Women have different relationships with the systems in which we function, for we have had to carve out our own spaces in places not meant to hold us. The types of pants I wear to hide my stomach I would not have been able to wear until at least 1950. The vote I cast to ensure my bodily autonomy has been an option for barely a century. That is why our pay is lower, but the standards are higher. That is why the body-positivity movement of the 21st century needs a wake-up call. Yes, there has been a reckoning with our societal standards: models on runways are wearing double-digit dress sizes, and there are more girls that look like me on my social media pages. However, this is simply a band-aid on the collective trauma young girls have from watching their mothers on Weights Watchers and seeing models without an ounce of body fat in our formative pre-teen years. The movement needs to move away from perpetuating aesthetics rooted in the male gaze, and this idea that meal-prepping and spin classes will solve our woes. The way that I see it, as a participant in this culture, this takes a lot more self-discipline than what it would take to complete a workout or wear something I normally would not be comfortable in (I was never a fan of the way that my arms looked in strapless tops).  

So how do we fix this? How do we break the cycle of normalizing harmful behaviors, unhealthy practices, and unrealistic expectations? How can we escape the all-consuming nature of feeling the need to fix ourselves? There is no easy answer, especially when we are told what our way of being in the world must be. Women are subjected to a unique type of scrutiny, this quiet judgment of their appearance and behavior. We cannot be too much, but we are very easily not enough. We take back our power, but in a way that also perpetuates the attitudes we are trying to escape. The criticism we impose on ourselves is rooted in a culture that sees women not for who they are, but what they are. We are supposed to be these delicate, soft, gentle beings, with just enough sex appeal to find a partner and become a mother, but not too much sex appeal that we can have a taste of what liberation is. We are now at an inflection point, existing somewhere between a degree of overt respect and covert scrutiny rooted in these antiquated views. It takes deep inward reflection, and requires us, as women, to ask ourselves, what is liberating us and what is confining us? One of the things confining us in whatever-number-wave of feminism we are currently experiencing is this subconscious desire to create habits we convince ourselves are healthy.  

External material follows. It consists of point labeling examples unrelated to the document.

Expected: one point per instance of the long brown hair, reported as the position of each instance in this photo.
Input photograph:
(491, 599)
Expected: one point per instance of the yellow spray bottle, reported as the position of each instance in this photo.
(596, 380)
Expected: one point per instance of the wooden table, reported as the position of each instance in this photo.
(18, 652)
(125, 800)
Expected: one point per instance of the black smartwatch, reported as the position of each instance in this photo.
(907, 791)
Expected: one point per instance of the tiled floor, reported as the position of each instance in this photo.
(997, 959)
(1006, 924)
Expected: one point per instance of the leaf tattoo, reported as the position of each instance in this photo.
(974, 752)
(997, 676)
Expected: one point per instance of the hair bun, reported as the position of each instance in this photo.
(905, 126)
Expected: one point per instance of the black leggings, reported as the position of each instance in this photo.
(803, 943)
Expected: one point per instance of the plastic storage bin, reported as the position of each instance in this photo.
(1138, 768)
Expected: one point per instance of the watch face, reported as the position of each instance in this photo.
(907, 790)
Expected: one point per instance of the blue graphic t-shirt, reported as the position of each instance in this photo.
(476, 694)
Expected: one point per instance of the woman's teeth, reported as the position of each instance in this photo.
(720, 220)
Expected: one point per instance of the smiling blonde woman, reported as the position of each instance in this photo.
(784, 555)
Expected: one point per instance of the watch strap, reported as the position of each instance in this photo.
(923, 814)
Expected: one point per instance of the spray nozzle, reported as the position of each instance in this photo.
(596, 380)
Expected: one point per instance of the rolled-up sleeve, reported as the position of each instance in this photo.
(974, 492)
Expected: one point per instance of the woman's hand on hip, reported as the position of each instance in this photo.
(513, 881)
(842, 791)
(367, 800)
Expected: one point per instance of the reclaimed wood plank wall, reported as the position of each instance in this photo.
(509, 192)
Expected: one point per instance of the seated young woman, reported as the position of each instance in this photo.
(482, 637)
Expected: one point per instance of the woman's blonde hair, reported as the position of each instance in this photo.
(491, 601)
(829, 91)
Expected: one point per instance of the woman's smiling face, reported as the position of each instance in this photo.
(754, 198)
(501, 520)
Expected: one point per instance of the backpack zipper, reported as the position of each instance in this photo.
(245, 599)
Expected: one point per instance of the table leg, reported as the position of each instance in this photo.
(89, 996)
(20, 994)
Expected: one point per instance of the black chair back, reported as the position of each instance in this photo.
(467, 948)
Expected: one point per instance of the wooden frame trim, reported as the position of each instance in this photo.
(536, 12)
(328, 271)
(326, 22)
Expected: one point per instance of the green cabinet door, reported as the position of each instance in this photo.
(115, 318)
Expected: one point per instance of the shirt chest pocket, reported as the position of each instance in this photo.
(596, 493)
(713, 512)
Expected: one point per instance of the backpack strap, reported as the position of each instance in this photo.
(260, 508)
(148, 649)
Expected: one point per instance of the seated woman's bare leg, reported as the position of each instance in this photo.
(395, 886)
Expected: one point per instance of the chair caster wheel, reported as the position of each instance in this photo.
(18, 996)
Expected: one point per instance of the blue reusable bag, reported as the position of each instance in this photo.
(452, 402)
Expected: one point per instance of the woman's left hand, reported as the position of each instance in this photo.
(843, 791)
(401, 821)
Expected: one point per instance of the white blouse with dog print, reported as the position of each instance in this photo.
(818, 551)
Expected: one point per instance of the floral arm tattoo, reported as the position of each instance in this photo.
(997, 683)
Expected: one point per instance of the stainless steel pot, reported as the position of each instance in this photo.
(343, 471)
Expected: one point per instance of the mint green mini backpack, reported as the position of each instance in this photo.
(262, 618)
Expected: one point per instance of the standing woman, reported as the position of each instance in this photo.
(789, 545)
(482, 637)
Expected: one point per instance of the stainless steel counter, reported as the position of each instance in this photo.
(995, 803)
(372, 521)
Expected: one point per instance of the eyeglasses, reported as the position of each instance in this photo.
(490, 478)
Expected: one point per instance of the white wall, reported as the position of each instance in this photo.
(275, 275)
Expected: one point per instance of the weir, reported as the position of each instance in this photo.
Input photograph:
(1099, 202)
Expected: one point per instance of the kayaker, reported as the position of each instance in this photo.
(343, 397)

In the latter half of my coming of age, I can confidently say that the type of media I have consumed has become more body-positive and food-positive. This does not mean that an entire generation of young women can have an immediate change of heart and change of pace. Many of us do not realize that the ways in which we are relating to our bodies, our food, and our workout regimen are toxic.  It also does not change the fact that nobody is eating and everybody thinks it is okay. In a world of unattainable physical forms and the omnipresent desire to attain them, we must remember that we have each other, and the shared struggle we have can allow us to grow together and grow from it. We have to remind ourselves that it is not normal to feel nauseous, sick, and empty, but rather full, happy, and nourished…mind, body, and soul.